Solved: [Document AI] Difficulty with Checkbox Detection i... - Page 2

KT-K · 07-18-2024 01:44 AM

Hello,

I’m trying to extract text and checkboxes from a handwritten survey in PDF format. The survey consists of 4 series, each with 100 sets.

For the first series, the accuracy is around 80%, with only a few checkboxes incorrectly detected or missed.

However, for the remaining series, most checkboxes aren’t detected at all. When I label the checkboxes, they’re supposed to be highlighted in blue, but they aren’t.

Initially, I thought the document might not be clear enough, but upon comparing the good and bad checkboxes, they seem equally clear.

What should I do?

Thanks.

ruthseki

Hi @KT-K,

The lack of a gray label suggests that your template's checkbox definitions are likely not accurate. The model can't properly align your annotations with the actual checkbox elements in the document.

Moreover, adding more samples without the gray label won't help the model understand what a checkbox is. It will simply learn to treat those regions as empty or undefined. The key is to ensure your existing samples have correctly labeled checkboxes with the gray label. This teaches the model what a checkbox looks like.

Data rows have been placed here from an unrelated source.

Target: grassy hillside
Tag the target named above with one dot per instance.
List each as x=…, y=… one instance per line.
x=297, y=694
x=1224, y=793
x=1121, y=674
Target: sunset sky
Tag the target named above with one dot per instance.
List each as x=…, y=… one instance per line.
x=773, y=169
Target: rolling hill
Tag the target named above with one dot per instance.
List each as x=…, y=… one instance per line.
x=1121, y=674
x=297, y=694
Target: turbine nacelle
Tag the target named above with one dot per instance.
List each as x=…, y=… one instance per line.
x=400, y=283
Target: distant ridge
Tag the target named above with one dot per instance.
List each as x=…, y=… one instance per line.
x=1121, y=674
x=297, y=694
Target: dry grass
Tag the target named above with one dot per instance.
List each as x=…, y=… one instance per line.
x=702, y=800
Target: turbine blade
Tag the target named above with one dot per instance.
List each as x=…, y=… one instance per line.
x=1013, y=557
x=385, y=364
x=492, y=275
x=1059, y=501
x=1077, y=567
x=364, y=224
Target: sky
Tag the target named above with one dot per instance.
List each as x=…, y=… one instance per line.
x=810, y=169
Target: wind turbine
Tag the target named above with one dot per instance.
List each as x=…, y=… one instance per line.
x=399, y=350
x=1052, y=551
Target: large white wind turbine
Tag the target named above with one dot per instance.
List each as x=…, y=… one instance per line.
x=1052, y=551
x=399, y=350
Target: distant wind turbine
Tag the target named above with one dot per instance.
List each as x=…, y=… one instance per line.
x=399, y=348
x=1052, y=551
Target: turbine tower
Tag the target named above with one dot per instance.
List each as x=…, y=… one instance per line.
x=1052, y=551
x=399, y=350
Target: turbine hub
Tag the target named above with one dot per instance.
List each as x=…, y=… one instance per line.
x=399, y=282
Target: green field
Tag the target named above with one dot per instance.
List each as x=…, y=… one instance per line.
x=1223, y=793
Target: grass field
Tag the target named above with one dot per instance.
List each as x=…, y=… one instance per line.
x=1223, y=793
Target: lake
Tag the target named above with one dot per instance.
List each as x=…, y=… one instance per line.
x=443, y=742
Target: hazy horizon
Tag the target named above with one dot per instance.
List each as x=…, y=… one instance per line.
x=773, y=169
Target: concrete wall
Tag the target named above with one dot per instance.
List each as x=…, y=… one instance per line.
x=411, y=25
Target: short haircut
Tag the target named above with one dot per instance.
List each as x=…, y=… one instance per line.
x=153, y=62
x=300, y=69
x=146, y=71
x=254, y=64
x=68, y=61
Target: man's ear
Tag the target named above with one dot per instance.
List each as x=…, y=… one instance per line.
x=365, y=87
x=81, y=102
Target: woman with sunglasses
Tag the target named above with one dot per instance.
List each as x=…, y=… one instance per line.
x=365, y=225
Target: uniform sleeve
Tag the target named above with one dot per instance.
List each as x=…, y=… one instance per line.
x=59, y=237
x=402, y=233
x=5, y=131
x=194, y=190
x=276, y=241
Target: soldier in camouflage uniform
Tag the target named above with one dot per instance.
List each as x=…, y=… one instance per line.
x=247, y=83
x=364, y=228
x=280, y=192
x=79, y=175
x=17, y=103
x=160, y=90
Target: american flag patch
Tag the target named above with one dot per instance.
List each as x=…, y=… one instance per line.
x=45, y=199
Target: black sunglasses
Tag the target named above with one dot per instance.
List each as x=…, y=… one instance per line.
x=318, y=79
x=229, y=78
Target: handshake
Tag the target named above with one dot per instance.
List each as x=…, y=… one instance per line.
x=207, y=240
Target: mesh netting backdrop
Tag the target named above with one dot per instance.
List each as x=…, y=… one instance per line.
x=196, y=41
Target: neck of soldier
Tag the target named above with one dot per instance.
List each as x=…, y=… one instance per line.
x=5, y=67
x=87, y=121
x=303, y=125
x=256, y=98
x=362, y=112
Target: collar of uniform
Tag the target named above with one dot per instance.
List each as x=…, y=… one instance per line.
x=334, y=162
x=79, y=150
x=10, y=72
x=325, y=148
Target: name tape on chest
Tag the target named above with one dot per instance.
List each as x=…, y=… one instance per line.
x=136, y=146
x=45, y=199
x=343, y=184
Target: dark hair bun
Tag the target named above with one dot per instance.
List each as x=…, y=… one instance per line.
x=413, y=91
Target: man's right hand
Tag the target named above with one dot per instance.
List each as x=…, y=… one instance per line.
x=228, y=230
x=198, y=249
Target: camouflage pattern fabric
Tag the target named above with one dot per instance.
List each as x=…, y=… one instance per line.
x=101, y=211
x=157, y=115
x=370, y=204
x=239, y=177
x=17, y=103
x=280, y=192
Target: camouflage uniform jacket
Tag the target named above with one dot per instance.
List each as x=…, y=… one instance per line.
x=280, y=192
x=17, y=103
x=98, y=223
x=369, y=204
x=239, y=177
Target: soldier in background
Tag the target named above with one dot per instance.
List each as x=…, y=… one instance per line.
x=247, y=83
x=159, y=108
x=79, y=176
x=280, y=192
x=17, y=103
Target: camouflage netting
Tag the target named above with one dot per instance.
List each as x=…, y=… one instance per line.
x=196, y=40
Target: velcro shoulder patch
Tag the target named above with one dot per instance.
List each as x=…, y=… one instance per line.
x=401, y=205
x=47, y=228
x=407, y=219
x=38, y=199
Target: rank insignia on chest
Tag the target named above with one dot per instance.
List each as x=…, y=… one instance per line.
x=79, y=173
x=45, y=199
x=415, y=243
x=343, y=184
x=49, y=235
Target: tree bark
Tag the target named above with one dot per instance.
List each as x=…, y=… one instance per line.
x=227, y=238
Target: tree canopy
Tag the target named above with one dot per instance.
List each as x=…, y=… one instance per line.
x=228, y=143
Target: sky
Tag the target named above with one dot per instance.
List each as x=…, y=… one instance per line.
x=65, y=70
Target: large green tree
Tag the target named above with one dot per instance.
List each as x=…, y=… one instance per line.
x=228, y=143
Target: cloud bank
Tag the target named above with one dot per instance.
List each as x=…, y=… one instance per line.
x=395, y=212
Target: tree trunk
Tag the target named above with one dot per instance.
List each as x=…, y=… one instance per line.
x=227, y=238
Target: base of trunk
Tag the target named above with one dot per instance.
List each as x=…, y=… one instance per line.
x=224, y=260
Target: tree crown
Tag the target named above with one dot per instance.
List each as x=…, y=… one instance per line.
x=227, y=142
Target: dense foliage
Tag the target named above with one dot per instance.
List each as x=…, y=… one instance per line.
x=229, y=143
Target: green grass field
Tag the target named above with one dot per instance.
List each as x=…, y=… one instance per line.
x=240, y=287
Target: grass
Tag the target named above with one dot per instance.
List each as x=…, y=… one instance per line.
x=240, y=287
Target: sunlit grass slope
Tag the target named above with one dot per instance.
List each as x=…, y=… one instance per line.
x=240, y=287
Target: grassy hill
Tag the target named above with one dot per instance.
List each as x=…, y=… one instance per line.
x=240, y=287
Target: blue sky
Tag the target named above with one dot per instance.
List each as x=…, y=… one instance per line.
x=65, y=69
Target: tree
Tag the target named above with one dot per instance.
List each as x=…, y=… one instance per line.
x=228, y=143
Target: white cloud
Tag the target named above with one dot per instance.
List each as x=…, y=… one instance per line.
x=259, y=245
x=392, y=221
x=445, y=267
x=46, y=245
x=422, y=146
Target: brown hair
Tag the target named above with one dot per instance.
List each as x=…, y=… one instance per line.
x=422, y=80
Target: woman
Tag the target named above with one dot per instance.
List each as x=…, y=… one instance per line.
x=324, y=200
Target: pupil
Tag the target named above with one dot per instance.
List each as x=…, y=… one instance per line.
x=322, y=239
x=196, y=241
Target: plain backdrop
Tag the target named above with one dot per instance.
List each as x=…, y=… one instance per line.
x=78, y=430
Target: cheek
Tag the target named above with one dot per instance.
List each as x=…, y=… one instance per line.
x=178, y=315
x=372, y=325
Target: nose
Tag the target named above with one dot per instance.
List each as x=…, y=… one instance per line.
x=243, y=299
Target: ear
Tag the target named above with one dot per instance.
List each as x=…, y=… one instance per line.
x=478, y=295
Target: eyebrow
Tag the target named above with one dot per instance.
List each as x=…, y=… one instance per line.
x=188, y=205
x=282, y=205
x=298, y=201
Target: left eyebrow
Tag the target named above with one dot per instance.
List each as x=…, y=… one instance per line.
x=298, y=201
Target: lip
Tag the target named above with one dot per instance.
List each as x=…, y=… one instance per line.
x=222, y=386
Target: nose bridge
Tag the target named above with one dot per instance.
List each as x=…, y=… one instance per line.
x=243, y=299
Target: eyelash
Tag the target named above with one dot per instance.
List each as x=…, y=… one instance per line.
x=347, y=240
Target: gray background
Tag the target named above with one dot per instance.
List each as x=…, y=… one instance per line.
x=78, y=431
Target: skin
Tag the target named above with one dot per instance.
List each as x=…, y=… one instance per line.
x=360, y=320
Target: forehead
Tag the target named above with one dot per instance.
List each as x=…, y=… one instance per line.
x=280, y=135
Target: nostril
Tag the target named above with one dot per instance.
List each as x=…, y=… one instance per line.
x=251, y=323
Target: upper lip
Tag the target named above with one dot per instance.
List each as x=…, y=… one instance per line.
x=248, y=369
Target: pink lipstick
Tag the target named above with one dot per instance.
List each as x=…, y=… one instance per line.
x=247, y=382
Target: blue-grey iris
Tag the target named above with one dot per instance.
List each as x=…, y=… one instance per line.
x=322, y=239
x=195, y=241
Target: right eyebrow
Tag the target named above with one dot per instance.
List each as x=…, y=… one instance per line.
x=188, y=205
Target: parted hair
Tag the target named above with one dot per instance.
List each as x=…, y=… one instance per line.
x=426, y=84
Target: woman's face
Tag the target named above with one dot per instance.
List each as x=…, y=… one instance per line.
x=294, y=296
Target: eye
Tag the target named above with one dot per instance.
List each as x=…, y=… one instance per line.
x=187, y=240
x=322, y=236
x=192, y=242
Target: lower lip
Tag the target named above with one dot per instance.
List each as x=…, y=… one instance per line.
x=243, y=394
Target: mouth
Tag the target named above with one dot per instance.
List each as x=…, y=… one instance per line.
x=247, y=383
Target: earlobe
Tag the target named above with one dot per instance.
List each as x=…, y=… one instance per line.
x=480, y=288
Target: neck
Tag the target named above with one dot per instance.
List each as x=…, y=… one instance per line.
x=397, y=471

Here are the factors Influencing checkbox detection:

1. Template Accuracy:

Precise Bounding Boxes: Ensure the bounding boxes for your checkboxes are tight and accurate.
Correct Annotation: Use the correct annotation type (e.g., "CHECKBOX") in your template.
Consistency: Maintain consistent checkbox definitions across all series.

2. Training Data Quality:

Clarity and Consistency: Use clear, well-scanned documents with consistently marked checkboxes. Avoid blurry or smudged checkboxes.
Variety: Include a diverse set of checkboxes with different sizes, shapes, and even partially filled-in checkboxes.

3. Document Structure:

Spacing and Alignment: Ensure checkboxes are well-spaced and not too close to other text elements.
Text Proximity: If checkboxes are too close to text, the model might struggle to distinguish them.

4. Model Training:

Sufficient Data: Provide enough training data to cover the various checkbox styles and patterns in your surveys.
Training Duration: Train the model for a sufficient amount of time to allow it to learn effectively.

By focusing on template accuracy, data quality, and proper labeling, you'll significantly improve your checkbox detection within your Document AI model.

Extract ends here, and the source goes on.